Es cierto: las personas que carecen de relevancia pública, por lo regular pasan desaparecibidas para los medios de comunicación. Adquieren notoriedad por algún hecho lamentable de tránsito o algún accidente. La publicación en relación con ellos por lo regular se limita al suceso noticioso del momento, y de acuerdo a su relevancia, hay algún seguimiento menor. Pero hasta ahí.

Los medios de comunicación particularmente se ocupan de las personas relevantes en una comunidad. Se ocupan de las personas que desempeñan los cargos públicos, o que son prominentes empresarios o lideres sociales o sindicales. Tal vez deportistas destacados. En época electoral, cubren los incidentes de campaña. Generan debate y cuestionan. Hacen crítica al respecto.

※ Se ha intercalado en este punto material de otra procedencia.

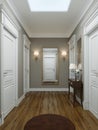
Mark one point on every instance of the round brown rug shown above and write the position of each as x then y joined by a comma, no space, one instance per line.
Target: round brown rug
49,122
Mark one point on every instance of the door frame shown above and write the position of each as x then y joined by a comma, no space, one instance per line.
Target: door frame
90,26
7,24
26,44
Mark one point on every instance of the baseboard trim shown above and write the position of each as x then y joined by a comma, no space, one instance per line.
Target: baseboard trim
48,89
20,100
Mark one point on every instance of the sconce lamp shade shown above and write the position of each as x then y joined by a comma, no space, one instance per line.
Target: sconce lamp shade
36,53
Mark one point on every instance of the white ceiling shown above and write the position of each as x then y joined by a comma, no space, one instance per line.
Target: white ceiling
49,24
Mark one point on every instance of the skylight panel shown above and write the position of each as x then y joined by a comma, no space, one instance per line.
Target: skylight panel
49,5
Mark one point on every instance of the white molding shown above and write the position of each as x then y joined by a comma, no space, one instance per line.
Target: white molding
20,100
7,24
26,44
48,89
90,25
85,105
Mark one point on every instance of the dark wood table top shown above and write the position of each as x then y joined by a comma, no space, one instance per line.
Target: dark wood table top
49,122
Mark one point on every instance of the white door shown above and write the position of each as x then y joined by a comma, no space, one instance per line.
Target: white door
93,73
26,69
9,71
49,68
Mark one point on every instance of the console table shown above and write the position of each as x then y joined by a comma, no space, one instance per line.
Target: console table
76,85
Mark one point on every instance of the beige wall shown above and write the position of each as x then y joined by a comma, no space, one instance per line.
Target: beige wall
20,47
36,65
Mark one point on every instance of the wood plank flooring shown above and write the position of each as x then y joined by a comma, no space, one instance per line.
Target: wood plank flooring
36,103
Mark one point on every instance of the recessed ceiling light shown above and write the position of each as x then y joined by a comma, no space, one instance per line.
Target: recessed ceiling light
49,5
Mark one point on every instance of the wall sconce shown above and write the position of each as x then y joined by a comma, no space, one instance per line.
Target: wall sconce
36,54
63,54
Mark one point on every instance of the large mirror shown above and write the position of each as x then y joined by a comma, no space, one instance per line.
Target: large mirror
79,60
50,65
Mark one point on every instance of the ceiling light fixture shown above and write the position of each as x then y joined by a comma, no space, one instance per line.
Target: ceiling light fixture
49,5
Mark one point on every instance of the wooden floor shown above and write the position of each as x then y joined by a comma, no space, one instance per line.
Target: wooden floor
36,103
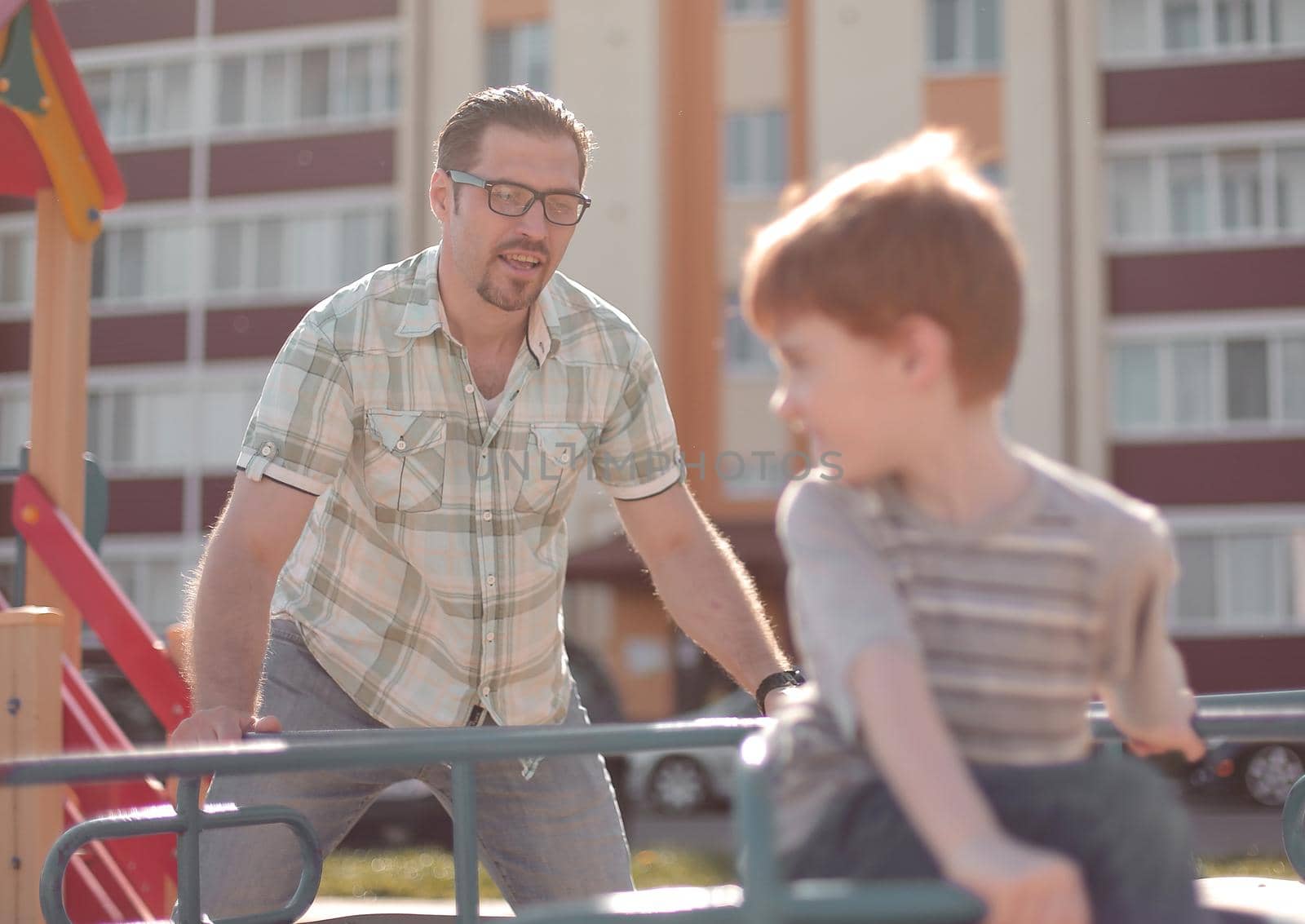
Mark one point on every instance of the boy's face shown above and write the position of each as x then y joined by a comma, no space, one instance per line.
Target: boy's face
855,396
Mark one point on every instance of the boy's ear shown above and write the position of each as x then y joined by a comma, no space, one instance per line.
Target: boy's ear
926,350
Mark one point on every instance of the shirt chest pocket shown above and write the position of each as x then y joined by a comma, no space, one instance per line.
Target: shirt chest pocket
554,458
405,458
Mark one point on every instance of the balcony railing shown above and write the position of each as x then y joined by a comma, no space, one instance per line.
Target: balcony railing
763,897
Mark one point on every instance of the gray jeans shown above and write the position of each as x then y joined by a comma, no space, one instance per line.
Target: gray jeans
1111,813
556,835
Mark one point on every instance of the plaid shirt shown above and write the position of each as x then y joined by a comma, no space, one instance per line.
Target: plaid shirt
428,577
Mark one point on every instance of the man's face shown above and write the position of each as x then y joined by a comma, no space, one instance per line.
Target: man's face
506,260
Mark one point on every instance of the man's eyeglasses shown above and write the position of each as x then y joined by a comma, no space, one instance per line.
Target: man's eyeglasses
513,199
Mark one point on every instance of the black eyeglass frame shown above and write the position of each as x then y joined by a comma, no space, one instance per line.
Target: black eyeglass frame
535,196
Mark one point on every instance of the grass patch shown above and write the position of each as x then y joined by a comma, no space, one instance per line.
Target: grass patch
421,872
1270,867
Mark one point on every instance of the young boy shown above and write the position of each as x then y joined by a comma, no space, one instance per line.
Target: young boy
958,599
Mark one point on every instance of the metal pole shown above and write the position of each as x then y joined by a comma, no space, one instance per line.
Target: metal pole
467,873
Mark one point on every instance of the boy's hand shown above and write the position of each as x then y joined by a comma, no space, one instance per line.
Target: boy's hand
1021,884
219,724
1184,741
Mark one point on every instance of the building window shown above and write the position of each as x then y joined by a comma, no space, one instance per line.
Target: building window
1219,384
963,34
520,54
143,104
756,152
1239,573
747,356
1157,29
754,10
15,427
150,577
1213,196
284,88
286,254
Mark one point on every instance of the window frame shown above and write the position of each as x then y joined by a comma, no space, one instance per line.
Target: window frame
1283,522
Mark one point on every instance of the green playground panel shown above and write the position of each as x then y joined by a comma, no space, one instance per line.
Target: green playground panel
763,897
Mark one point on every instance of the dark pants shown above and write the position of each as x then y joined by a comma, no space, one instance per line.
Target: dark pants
1113,815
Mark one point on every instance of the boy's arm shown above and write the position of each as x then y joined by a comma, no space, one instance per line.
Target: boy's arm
1148,697
914,750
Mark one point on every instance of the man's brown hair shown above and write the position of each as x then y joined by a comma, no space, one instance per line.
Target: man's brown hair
520,108
914,232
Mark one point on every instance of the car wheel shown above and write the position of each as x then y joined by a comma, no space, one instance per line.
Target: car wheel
1270,773
679,786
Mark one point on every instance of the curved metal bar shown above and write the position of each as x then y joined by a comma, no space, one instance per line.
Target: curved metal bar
378,748
1294,826
55,867
187,824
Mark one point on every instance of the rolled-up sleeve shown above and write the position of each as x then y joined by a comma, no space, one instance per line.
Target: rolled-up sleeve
637,454
1144,670
302,430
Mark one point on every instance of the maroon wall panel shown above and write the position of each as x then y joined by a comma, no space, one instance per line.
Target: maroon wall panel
93,23
241,333
1243,665
15,345
145,506
137,338
241,16
1207,280
1243,471
313,162
1202,95
162,174
130,338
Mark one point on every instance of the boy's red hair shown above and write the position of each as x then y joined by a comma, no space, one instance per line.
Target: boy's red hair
914,232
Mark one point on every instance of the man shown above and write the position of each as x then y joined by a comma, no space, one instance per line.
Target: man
400,515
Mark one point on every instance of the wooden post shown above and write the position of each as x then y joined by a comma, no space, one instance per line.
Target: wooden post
60,352
30,726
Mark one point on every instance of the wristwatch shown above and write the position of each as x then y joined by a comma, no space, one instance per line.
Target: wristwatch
778,680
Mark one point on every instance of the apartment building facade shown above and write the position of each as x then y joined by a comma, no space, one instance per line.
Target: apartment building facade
1152,153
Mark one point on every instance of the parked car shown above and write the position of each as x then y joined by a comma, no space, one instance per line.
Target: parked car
682,782
405,812
1263,770
408,812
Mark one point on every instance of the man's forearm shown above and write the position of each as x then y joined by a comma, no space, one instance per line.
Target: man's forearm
914,749
711,598
228,630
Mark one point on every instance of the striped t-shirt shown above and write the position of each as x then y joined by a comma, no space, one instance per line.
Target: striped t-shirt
1021,619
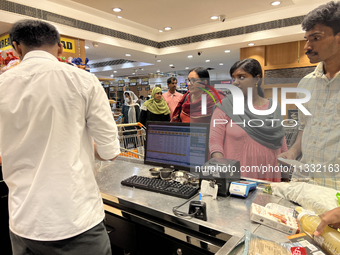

Es natural que los medios de comunicación se ocupen de estos personajes, porque su esencia es el control del poder o mas bien dicho, la generación de contrapesos de cualquier aspecto de poder en beneficio del ciudadano.

Por ello resulta infortunado que la ley de derecho de réplica proteja de la misma manera que al ciudadano común a aquel personaje que es todo menos común, por la relevancia de su ejercicio público, y la responsabilidad que tiene frente a los ciudadanos.

De esta manera, el derecho de réplica se desnaturaliza: la nueva ley construirá un nuevo andamiaje de litigio, que puede atemorizar a los medios para divulgar información que podría ocasionarle gasto administrativo, gasto jurisdiccional e incluso el pago de multas o daños y perjuicios.

A unos días de que entre en vigor (4 de diciembre), la ley de derecho de réplica amenaza con convertirse en una espada de Damocles sobre los medios de comunicación, en momentos en que se requiere fortalecer la libre expresión de las ideas y el ejercicio periodístico crítico.